É possível perceber que os últimos anos tem sido muito fecundos para os músicos manauaras e principalmente pro cantor/compositor Pedro Prestes, visto que, além de "Sangria" (04/01/2019) que chegou rasgando o verbo contra o atual cenário político, Forestside parece e soa como uma consistente incursão no universo musical independente.
É que Forestside não parece só um trabalho mais bem produzido, ele também soa mais consistente – musicalmente falando –, sem deixar de ser palatável ao grande público, isto é, apto a conquistar novas audiências. E de fato, essa banda merece ganhar o gosto popular.
Logo de cara, na primeira faixa do álbum Caos Corps temos uma mensagem poderosa logo de início (Seja feita a nossa vontade hoje e após). Além disso, há também uma evocação à Amazônia e possível referência ao seu passado (ou quem sabe futuro?), com a frase "Testamento de caos e de glória", o fato é que a primeira canção abre os trabalhos do álbum com os dois pés no peito: linhas de guitarra rápidas e pesadas com solos cativantes, sem, contudo, perder a atmosfera contestadora que é característica do rock mais mainstream (que hoje, aliás, está meio raro de encontrar).
Mirror Mirror, uma das minhas faixas favoritas desta ousada aventura musical, fala sobre o sentimento de se sentir perdido e sobre superar a si mesmo. Os primeiros acordes do riff inicial te pegam pela orelha apenas para te arremessar no refrão poderoso (Hey! You! Can’t beat me!).
Karma é a terceira e mais contundente das mensagens até então apresentadas. Fala da Lei do Retorno na New Age, e sem dúvida tem uma profusão de acordes mais voltada para indicar essa certeza que só a Terceira Lei de Newton pode proporcionar.
Heartfelt, já apresentada em versão acústica pelos músicos em suas redes sociais, chega em sua versão de estúdio. É impossível não sentir uma inspiração advinda de Oasis em seus dias de glória, ou ainda mesmo de Beatles, que te conquistam pela letra facilmente passíveis de gerarem identificação (You said nothing else matters But I know you lied).

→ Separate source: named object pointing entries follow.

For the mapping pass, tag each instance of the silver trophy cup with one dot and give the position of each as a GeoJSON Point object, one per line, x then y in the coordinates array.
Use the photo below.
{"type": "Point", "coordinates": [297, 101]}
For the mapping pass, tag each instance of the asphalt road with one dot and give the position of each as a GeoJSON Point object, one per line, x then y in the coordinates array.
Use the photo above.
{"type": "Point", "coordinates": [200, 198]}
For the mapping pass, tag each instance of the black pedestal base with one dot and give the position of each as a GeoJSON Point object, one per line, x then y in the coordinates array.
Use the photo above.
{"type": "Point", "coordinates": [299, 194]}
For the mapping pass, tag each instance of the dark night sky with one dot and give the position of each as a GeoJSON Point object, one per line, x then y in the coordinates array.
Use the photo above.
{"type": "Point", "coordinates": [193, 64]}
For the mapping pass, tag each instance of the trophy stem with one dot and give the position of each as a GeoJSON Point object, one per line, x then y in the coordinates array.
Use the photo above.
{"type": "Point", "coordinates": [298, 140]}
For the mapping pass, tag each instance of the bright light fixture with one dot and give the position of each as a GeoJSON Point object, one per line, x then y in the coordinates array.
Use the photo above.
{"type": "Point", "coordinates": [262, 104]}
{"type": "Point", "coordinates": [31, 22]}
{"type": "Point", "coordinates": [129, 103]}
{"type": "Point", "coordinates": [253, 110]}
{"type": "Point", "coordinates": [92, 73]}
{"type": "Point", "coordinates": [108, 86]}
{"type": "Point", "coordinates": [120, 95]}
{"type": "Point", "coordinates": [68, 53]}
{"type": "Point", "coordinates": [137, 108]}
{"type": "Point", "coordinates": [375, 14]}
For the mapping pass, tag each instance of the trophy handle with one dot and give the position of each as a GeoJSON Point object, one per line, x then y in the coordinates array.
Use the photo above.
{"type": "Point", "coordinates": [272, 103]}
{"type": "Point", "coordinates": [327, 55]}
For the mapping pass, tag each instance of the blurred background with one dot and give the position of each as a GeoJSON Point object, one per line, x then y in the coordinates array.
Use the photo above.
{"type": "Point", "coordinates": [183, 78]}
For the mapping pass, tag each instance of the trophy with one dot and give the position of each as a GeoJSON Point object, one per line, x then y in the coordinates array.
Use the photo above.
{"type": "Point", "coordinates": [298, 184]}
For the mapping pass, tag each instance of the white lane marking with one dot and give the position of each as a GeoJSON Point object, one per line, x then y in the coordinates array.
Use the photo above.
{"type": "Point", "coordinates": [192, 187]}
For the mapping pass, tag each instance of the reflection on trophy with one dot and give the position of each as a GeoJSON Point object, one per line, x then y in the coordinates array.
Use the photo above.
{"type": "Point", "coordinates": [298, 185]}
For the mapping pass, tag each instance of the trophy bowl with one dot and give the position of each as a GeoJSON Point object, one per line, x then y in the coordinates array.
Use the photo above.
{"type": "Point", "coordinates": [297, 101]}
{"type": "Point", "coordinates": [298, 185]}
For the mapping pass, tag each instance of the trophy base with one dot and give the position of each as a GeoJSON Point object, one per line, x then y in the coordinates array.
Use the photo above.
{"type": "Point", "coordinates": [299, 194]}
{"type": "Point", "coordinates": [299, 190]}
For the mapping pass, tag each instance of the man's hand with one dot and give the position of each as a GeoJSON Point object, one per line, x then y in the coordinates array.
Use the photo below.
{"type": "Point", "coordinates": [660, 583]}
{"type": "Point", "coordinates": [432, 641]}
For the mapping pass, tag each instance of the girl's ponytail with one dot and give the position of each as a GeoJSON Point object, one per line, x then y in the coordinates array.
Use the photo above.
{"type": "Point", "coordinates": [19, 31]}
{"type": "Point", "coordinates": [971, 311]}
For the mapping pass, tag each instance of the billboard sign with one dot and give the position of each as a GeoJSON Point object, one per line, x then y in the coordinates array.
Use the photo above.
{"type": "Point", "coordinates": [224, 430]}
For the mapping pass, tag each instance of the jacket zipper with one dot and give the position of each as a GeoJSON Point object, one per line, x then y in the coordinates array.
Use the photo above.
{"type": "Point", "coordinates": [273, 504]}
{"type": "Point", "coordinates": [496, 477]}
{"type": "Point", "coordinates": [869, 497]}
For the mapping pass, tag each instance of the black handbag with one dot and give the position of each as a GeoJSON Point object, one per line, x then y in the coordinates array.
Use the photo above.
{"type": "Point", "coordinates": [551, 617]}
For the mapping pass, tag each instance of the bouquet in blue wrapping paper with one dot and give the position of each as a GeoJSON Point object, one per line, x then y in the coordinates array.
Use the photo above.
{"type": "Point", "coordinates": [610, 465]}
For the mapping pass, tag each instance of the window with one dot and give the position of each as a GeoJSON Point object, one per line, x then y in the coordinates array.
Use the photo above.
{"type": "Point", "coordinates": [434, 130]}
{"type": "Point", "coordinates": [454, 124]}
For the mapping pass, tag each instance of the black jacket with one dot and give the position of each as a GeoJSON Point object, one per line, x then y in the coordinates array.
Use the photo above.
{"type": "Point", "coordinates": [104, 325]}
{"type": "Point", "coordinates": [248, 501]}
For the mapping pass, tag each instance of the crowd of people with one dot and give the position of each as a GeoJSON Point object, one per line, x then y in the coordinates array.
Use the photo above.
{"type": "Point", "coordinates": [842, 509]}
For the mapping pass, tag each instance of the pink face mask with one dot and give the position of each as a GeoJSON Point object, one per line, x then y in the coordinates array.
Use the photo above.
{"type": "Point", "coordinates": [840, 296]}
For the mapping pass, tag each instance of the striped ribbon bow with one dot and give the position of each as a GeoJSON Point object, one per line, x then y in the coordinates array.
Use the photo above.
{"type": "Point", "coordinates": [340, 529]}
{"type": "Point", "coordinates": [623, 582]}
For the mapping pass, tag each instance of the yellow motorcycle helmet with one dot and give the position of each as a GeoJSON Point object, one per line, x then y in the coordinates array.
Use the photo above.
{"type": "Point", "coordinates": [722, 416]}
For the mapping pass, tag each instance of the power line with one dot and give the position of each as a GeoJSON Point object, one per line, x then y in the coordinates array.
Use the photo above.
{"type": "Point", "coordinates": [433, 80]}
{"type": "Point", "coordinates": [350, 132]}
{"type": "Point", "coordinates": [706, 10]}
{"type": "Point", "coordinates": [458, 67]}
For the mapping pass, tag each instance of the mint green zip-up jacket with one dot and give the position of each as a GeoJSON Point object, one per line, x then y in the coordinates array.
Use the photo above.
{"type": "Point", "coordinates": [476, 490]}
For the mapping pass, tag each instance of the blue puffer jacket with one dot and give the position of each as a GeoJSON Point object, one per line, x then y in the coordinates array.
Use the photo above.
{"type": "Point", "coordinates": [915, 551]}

Rising Shadow, terceira música do cd, possui um refrão eficaz que fica ressoando na sua mente e, quando menos perceber, você se perceberá repetindo Get away, get away from me now na sua cabeça.
Desatador de nós, sexta é, provavelmente, a minha canção preferida. Desatar nós significa resolver as pendências que criam entraves à nossa vida e, diferente da alegoria das pedras no caminho, aquela dá uma ideia de algo que pode e deve ser resolvido com algum esforço. Aliás, digo que é a minha preferida porque foi a música que me prendeu, tanto pelo solo rápido quanto pela efusão das palavras, isto é, a mensagem que os versos transmitem. Desta forma, foi possível transpor meu eu lírico pelos versos sobre as possibilidades que o tempo pode trazer (desatar os nós, desfazer o sentimento do vazio após a vida).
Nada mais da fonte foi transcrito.